Thursday, January 17, 2008

The GOP Primary: The Charge of the RINOs

As I PREDICTED (I got one right! I got one right!), Mitt Romney won a primary Tuesday night. The word of the day on Wednesday among media sources was “scrambled,” as in, the GOP race is more scrambled than my eggs were this morning.

Actually, I had a turkey sandwich but you get my point.

The Dems kind of sat this one out, Clinton won but since none of them campaigned and the delegates don’t count, it’s not really a meaningful victory. They did have a very nice, civil debate over on C-SPAN about, uh, something. I didn’t watch. We had Grey’s Anatomy burning a hole in our DVR.
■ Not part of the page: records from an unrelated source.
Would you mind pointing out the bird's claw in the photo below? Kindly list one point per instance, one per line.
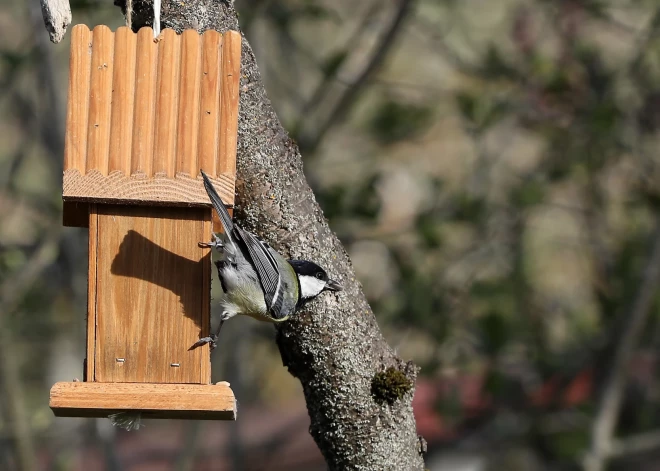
(212, 340)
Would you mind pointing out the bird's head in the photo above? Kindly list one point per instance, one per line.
(313, 279)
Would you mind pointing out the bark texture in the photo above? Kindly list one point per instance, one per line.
(358, 391)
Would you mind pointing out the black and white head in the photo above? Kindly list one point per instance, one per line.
(313, 279)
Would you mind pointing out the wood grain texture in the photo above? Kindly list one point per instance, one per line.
(91, 293)
(145, 99)
(159, 190)
(75, 139)
(141, 110)
(209, 121)
(199, 402)
(189, 96)
(231, 71)
(167, 102)
(123, 98)
(152, 294)
(100, 100)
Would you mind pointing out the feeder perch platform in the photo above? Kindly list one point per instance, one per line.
(144, 115)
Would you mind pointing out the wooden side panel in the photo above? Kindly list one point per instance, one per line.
(152, 296)
(123, 98)
(190, 401)
(167, 102)
(231, 71)
(145, 116)
(145, 98)
(209, 120)
(100, 100)
(75, 140)
(91, 292)
(188, 122)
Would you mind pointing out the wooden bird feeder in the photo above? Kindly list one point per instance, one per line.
(144, 115)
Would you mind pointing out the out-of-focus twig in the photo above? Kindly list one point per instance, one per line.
(609, 404)
(635, 444)
(308, 143)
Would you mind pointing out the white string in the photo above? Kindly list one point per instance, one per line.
(156, 18)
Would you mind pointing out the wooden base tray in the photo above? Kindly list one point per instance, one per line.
(162, 401)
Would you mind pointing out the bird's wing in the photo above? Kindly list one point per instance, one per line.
(263, 259)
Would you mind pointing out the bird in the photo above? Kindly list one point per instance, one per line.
(256, 280)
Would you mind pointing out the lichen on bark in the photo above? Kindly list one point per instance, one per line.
(334, 346)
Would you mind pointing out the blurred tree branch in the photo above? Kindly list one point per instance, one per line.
(12, 292)
(309, 140)
(609, 404)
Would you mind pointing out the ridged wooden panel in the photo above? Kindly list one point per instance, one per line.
(145, 115)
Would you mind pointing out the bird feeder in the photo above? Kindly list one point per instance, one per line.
(144, 115)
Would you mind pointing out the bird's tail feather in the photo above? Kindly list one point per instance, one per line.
(219, 206)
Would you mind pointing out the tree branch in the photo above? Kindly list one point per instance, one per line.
(334, 347)
(609, 405)
(309, 142)
(57, 17)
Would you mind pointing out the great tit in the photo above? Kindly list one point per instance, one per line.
(256, 280)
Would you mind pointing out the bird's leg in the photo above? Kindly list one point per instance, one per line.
(216, 243)
(211, 339)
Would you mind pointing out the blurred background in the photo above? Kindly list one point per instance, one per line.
(492, 169)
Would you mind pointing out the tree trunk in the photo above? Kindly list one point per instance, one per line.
(358, 391)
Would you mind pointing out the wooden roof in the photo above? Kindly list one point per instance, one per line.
(144, 115)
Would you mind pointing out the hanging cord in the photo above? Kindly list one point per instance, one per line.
(129, 13)
(156, 18)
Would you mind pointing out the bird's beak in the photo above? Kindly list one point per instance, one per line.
(332, 285)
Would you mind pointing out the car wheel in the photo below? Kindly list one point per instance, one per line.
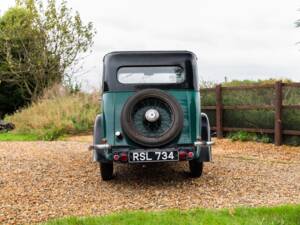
(196, 168)
(106, 170)
(152, 118)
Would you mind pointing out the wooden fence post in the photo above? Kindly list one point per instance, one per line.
(219, 111)
(278, 113)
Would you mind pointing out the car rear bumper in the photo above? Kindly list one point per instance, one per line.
(200, 151)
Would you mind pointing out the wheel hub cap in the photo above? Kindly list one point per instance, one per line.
(152, 115)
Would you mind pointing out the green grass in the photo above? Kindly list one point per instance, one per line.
(283, 215)
(53, 118)
(18, 137)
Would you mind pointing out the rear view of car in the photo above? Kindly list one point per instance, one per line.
(151, 112)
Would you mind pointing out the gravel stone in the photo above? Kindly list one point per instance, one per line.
(45, 180)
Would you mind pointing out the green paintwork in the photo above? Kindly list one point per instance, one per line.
(113, 102)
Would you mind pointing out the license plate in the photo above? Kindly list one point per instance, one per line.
(153, 156)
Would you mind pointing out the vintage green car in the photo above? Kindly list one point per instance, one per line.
(151, 111)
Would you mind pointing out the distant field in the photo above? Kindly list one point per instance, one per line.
(18, 137)
(246, 216)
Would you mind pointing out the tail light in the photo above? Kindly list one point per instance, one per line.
(116, 157)
(182, 155)
(190, 155)
(124, 157)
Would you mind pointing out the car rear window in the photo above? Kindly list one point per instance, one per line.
(151, 75)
But the merry-go-round of Republican candidates continues, and it’s driving us a little crazy. The fault, perhaps, lies not in our politics but in ourselves. There’s no rule that a party has to pick a candidate early in the primary season. It’s another manifestation of our horse-race mentality (and the modern urge to have every bit of information at our fingertips NOW) that we are impatient for this thing to play out.

Or at least I am impatient. You guys might feel differently.
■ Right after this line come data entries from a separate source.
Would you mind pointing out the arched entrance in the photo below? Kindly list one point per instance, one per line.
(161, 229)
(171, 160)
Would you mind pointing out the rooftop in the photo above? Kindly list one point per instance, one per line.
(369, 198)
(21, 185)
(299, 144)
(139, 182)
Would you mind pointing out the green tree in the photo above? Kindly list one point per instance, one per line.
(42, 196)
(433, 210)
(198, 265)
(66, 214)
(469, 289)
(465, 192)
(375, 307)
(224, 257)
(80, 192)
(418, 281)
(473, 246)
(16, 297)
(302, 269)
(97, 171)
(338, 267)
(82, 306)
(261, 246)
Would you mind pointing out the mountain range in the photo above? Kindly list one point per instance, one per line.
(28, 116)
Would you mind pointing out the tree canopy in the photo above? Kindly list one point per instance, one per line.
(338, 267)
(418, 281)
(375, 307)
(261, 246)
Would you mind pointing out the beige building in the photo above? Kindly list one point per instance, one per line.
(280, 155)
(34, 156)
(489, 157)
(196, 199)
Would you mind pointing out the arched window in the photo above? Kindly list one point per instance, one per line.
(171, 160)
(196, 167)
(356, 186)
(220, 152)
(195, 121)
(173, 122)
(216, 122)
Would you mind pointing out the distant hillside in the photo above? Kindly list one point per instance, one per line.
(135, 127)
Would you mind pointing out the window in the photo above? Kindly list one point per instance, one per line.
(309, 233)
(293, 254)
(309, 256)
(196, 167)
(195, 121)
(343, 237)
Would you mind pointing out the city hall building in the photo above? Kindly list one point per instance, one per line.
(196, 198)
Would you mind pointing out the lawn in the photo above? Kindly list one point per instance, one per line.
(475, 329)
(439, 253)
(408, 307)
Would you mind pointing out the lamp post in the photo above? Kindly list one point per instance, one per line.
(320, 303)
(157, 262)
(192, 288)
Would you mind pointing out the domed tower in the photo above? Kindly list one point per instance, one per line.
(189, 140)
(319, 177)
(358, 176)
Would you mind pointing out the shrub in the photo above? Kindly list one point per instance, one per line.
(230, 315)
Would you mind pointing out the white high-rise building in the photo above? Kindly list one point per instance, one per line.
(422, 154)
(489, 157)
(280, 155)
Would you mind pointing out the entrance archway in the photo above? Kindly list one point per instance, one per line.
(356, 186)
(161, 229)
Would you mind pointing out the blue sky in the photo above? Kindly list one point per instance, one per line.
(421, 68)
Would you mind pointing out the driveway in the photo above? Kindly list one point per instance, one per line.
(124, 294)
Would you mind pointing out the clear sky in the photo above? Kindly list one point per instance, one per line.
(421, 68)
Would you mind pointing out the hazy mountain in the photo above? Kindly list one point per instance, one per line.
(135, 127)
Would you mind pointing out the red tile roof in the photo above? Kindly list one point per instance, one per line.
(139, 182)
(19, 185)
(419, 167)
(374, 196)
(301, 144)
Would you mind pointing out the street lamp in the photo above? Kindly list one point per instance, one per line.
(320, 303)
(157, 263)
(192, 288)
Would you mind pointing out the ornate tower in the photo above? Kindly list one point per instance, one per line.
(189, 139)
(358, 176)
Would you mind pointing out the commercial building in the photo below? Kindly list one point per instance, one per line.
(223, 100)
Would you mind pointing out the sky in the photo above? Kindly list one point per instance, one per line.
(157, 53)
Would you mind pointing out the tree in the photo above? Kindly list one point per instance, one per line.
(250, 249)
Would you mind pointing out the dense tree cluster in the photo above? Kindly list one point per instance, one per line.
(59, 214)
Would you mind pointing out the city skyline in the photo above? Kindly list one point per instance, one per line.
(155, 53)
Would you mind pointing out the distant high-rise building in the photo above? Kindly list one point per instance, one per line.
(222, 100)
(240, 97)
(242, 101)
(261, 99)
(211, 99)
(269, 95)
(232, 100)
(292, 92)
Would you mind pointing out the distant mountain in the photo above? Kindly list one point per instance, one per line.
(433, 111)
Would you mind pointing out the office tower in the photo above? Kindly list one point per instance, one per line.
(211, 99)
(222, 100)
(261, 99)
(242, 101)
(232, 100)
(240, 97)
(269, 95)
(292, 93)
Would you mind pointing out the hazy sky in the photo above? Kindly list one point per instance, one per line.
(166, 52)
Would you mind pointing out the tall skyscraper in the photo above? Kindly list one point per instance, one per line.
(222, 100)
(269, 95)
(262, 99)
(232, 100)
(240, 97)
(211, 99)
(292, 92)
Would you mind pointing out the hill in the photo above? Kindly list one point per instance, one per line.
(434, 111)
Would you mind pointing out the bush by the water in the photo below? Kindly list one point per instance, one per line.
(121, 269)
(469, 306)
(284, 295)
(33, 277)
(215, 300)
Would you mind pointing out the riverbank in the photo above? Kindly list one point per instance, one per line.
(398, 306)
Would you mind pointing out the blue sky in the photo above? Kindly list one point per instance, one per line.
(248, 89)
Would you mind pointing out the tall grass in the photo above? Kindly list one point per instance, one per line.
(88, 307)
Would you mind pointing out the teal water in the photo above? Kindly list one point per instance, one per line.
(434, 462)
But what I keep coming back to is how strange the Republican field is. Every one of the candidates has at least one issue that could be considered an Achilles Heel. In some circles, these candidates would be called “Republicans in Name Only” or RINOs. Now, this is a pretty clichéd perogative term that people regularly level at others simply because they disagree on some issue. Happens on the Dems side too (DINOs). Still, between the immigration stance that dogs McCain, the anti-corporate positions of Huckabee, and the anything-goes history of Rudy Giuliani, it is a strange group.

Even Ron Paul, whose No Government is Good Government libertarianism rings true with many of the hard-right conservatives I grew up with, goes completely against the grain of current Republican thought with his Out of Iraq Now position.
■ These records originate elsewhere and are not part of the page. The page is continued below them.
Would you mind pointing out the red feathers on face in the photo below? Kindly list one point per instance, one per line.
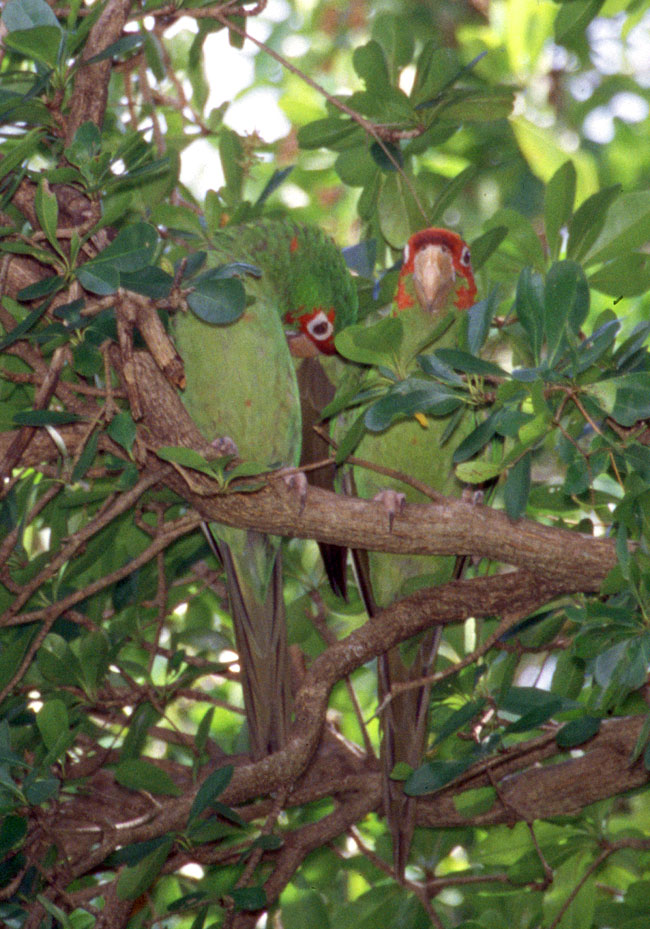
(444, 243)
(317, 326)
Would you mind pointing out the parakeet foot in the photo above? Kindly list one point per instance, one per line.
(393, 502)
(224, 445)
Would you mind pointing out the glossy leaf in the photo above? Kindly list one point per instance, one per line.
(211, 788)
(135, 880)
(218, 301)
(558, 205)
(408, 398)
(138, 774)
(588, 221)
(517, 487)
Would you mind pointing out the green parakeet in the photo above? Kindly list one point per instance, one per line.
(435, 278)
(241, 383)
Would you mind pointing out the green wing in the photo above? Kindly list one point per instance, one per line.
(241, 382)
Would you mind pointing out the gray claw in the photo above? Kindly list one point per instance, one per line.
(393, 503)
(224, 445)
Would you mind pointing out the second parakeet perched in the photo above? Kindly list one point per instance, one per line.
(241, 383)
(436, 278)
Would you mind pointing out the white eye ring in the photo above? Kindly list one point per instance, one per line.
(320, 328)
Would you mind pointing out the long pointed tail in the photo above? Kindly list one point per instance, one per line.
(261, 639)
(316, 391)
(404, 721)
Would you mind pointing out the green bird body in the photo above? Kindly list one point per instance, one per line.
(241, 383)
(429, 288)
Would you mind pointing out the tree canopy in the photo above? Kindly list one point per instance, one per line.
(126, 791)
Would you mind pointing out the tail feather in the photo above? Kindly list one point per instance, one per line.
(404, 719)
(316, 391)
(261, 641)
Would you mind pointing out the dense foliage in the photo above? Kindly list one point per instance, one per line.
(126, 793)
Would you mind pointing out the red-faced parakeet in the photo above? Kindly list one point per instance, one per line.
(241, 383)
(436, 278)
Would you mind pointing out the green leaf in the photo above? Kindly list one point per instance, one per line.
(28, 14)
(232, 157)
(558, 205)
(332, 132)
(377, 344)
(151, 282)
(138, 774)
(517, 487)
(127, 43)
(218, 301)
(42, 43)
(588, 221)
(476, 440)
(47, 212)
(133, 881)
(627, 276)
(370, 64)
(248, 898)
(23, 327)
(409, 397)
(21, 151)
(627, 227)
(52, 721)
(46, 287)
(469, 364)
(477, 472)
(573, 18)
(132, 250)
(530, 308)
(566, 304)
(434, 775)
(211, 788)
(578, 731)
(122, 430)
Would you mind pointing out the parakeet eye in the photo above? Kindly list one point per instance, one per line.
(320, 327)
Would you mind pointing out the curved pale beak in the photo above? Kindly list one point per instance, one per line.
(433, 277)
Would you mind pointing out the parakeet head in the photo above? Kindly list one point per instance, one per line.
(434, 259)
(321, 292)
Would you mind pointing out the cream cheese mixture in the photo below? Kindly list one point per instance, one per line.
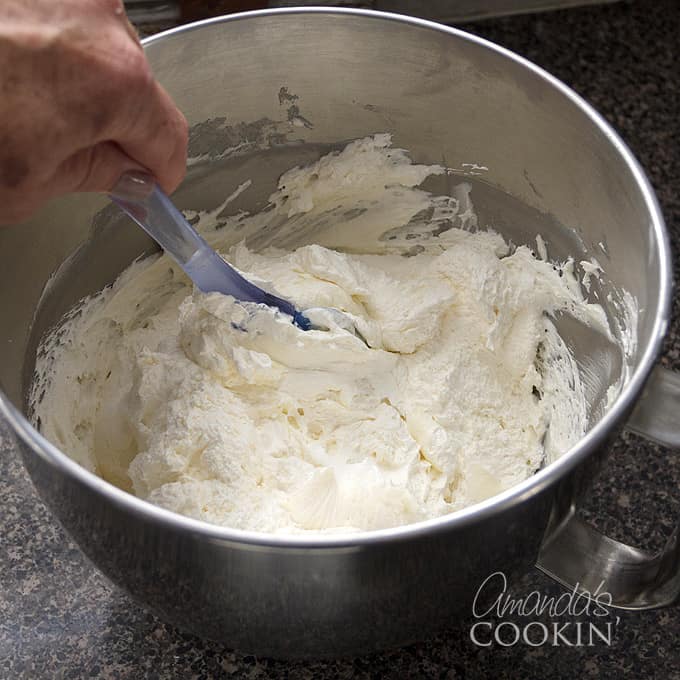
(226, 412)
The most consistent Republican? Fred Thompson, aka He Who Will Not Be Nominated.

I suppose the reason Romney has been able to do as well as he has is that he now talks the talk of a conservative Republican. But his past is so inconsistent with what he now says … well, I’ve harped on that before.

As I'm writing this, there's an NPR report on this very topic. "Is the meaning of conservative changing?" asks the reporter. Some conservative spokeswoman (I'm listening with one ear) says something like "I hope not."

But change could be good. Especially if the Republicans could somehow shake this weird Flat Earth mentality that says tax cuts are good for deficits, science is wrong, war is peacemaking, etc. My problem with conservatives is not that they think differently. It's that they seem (lately) to be against thinking at all.

Maybe that's not fair. But when the half-dozen top Republicans in the country can stand on a stage, raise their hands, and say, "yes, we believe the theory of evolution is scientifically valid," or "yes, torture is wrong," I will rest a lot easier. We're just not quite there yet.